Corpus Presentations on Text Analysis

On Monday, October 17th, my class had the presentation on the corpus analysis. After working on them for the duration of the past couple of weeks of classes, me and my classmates presented to each other, to the professor, and to our guests, the results of our work. Not only that each of us learnt from each presentation, but we also learnt from the feedback we received from the audience.

The five collections of text the analysis were based on were from different categories, which shows the diversity of material a digital humanist can work with. We had a really fun and interesting analysis of the top 10 billboard songs in the past decades which looked at the patterns of writing a hit and how it varied over the years. Then, I presented my corpus analysis and quantification which will serve for the development of a poem generator in a Bacovian style. Third, another classmate provided us with an extremely detailed overview and comparison of two dictionaries of the Costa Rican Slang. Another classmate followed with a presentation on the portrayal of Islam and Arab culture in the Western media in an attempt to create a tool to destroy the stereotypes (and which I found very interesting, inspiring, useful, and applicable in other fields). The last presentation was an analysis of Paris’ 2005 Race Riots and their portrayal in the media.

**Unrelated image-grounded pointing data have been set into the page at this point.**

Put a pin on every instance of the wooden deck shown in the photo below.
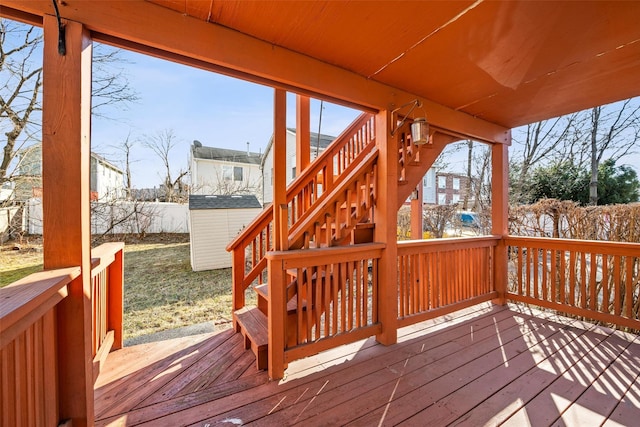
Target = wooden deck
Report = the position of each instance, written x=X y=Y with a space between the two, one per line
x=483 y=365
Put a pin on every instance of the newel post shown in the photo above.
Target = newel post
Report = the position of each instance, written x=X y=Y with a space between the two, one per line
x=277 y=316
x=500 y=216
x=386 y=218
x=66 y=129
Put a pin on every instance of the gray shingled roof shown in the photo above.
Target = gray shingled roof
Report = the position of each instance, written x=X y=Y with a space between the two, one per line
x=223 y=202
x=225 y=154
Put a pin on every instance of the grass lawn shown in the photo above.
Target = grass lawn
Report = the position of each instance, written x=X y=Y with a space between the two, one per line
x=161 y=291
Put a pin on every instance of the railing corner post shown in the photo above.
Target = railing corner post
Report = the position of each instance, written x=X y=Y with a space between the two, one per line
x=237 y=272
x=500 y=271
x=115 y=298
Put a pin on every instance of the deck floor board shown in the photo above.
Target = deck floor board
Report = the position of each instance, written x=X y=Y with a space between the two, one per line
x=482 y=365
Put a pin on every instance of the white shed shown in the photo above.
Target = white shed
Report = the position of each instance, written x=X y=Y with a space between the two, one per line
x=213 y=222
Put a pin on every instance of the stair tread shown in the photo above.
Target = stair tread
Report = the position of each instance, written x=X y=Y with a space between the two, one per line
x=263 y=291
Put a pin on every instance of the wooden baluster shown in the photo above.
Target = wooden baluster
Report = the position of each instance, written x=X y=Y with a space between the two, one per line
x=593 y=268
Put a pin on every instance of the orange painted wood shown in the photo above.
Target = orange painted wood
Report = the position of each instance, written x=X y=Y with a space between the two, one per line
x=385 y=231
x=572 y=278
x=24 y=301
x=277 y=319
x=345 y=384
x=67 y=236
x=500 y=213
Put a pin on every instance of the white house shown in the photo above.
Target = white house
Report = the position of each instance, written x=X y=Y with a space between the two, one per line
x=318 y=145
x=429 y=187
x=107 y=180
x=214 y=221
x=223 y=172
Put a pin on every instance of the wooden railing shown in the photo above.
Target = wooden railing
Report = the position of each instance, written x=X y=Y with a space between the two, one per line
x=437 y=277
x=593 y=279
x=106 y=298
x=28 y=347
x=320 y=299
x=329 y=223
x=307 y=190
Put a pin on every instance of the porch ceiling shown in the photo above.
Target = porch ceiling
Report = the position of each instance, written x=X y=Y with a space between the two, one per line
x=510 y=63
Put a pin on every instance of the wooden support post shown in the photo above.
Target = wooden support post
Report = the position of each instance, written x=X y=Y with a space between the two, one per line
x=500 y=216
x=277 y=313
x=416 y=214
x=115 y=299
x=237 y=273
x=386 y=219
x=303 y=133
x=279 y=167
x=66 y=147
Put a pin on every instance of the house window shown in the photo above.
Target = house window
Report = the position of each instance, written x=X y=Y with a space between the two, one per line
x=456 y=183
x=442 y=182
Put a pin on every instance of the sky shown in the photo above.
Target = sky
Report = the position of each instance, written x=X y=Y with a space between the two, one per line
x=216 y=110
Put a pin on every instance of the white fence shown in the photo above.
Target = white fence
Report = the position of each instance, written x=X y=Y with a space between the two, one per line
x=121 y=217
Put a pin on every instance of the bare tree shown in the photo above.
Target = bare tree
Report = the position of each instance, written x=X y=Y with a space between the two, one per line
x=467 y=194
x=162 y=143
x=541 y=141
x=21 y=87
x=125 y=150
x=21 y=75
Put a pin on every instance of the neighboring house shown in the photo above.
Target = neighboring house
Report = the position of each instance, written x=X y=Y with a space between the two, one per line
x=451 y=188
x=107 y=180
x=214 y=221
x=223 y=172
x=318 y=145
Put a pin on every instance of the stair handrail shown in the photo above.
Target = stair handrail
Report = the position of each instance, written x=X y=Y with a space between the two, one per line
x=364 y=121
x=317 y=215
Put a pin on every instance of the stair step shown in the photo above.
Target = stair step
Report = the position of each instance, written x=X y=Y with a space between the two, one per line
x=253 y=326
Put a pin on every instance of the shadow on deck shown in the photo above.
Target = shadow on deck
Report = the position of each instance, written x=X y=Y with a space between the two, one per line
x=483 y=365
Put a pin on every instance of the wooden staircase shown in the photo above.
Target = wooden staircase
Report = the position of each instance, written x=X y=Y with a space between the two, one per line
x=331 y=204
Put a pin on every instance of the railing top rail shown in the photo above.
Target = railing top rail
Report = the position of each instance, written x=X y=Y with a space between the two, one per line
x=37 y=292
x=104 y=255
x=596 y=246
x=295 y=233
x=300 y=257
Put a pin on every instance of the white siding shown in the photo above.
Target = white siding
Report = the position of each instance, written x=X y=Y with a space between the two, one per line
x=211 y=232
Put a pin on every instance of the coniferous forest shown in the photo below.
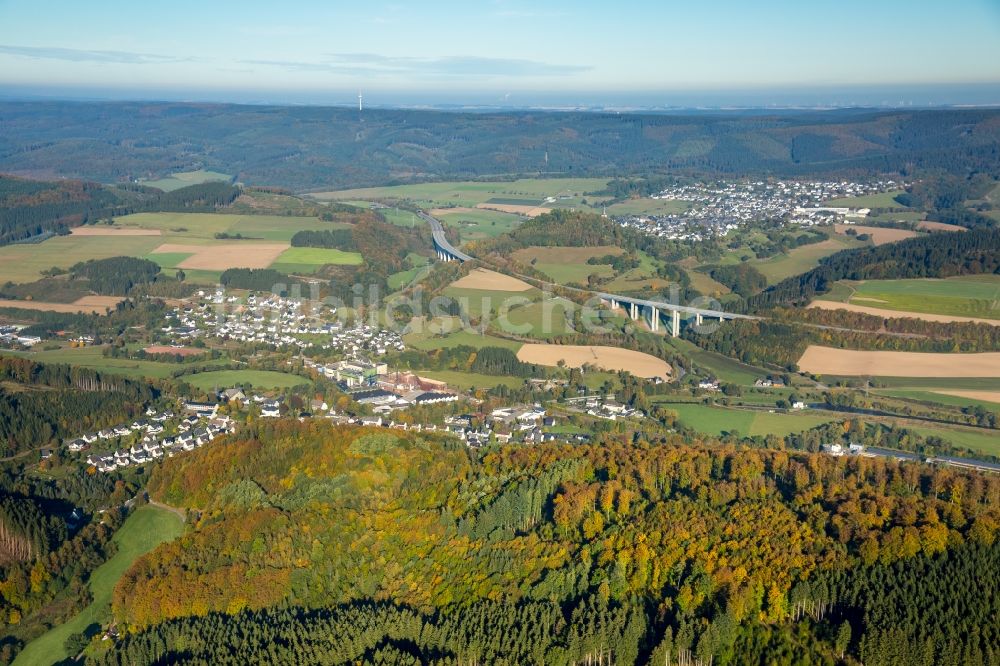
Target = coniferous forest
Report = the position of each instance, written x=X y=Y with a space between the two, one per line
x=312 y=543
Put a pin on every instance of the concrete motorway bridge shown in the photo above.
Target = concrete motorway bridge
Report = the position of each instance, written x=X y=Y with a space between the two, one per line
x=634 y=307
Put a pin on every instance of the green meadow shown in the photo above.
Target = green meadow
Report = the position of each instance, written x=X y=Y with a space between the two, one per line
x=470 y=193
x=966 y=296
x=261 y=379
x=144 y=530
x=176 y=181
x=880 y=200
x=310 y=259
x=801 y=259
x=714 y=420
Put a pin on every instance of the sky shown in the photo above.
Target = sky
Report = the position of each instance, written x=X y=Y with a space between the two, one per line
x=506 y=51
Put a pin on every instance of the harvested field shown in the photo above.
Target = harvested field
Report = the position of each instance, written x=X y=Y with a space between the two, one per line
x=434 y=212
x=167 y=349
x=927 y=225
x=90 y=230
x=528 y=211
x=985 y=396
x=607 y=358
x=880 y=235
x=884 y=312
x=848 y=362
x=87 y=304
x=558 y=254
x=481 y=278
x=219 y=257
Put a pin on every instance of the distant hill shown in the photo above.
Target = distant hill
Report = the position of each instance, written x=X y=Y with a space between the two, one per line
x=313 y=147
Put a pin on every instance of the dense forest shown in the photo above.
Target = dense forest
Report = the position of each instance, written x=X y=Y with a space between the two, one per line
x=31 y=211
x=74 y=401
x=34 y=210
x=781 y=339
x=625 y=550
x=324 y=148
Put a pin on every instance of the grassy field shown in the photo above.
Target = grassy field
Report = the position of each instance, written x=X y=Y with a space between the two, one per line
x=261 y=379
x=467 y=380
x=176 y=181
x=428 y=339
x=545 y=319
x=470 y=193
x=880 y=200
x=966 y=296
x=92 y=357
x=143 y=531
x=724 y=368
x=713 y=420
x=310 y=259
x=938 y=398
x=478 y=224
x=648 y=207
x=973 y=383
x=976 y=440
x=565 y=265
x=802 y=258
x=25 y=263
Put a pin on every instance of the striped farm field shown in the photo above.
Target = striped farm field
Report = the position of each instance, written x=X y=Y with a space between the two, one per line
x=850 y=363
x=606 y=358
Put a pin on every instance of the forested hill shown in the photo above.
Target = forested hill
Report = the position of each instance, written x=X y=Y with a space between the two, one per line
x=937 y=255
x=33 y=210
x=316 y=147
x=323 y=544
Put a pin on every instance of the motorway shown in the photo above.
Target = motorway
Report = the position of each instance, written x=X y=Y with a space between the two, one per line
x=444 y=245
x=439 y=238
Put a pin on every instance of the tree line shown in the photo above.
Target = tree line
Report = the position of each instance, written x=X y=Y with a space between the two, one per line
x=935 y=255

As I already said, these presentations showed the wide range of topics one can choose when they decide on a text analysis in a digital humanist way.

Looking back on my work, I think that the process of quantifying the chosen poems using AntConc was incredibly useful and gave me a starting point for the development of the program I am currently working on. While using Voyant it was also a good time to see the similarities and differences between what I knew about the poems and what the tool allows one to find about them (if they never read them before). Now that I think of it, I could have done a more detailed analysis of the connections between the words used inside the poems. This would not only help me when programming the generator, but also offer me and others a better understanding of how, when, and why Bacovia chooses his words.

As a closing thought, I am eagerly looking forward to work on other digital humanist projects and apply what I learnt through this experience and by looking at others’ works.

 

 

What happens in the DH world

I am at a point in the semester where, before I start working on my own digital projects, I need to look back and reflect on what I have discovered so far about the world of digital humanities. And what I have learnt is a lot in comparison with what I previously knew. I will do this, however, in two different ways: I will update my digital narrative and I will write down some remarks I have made or thought about during these almost two months since the beginning of the class. The latter first.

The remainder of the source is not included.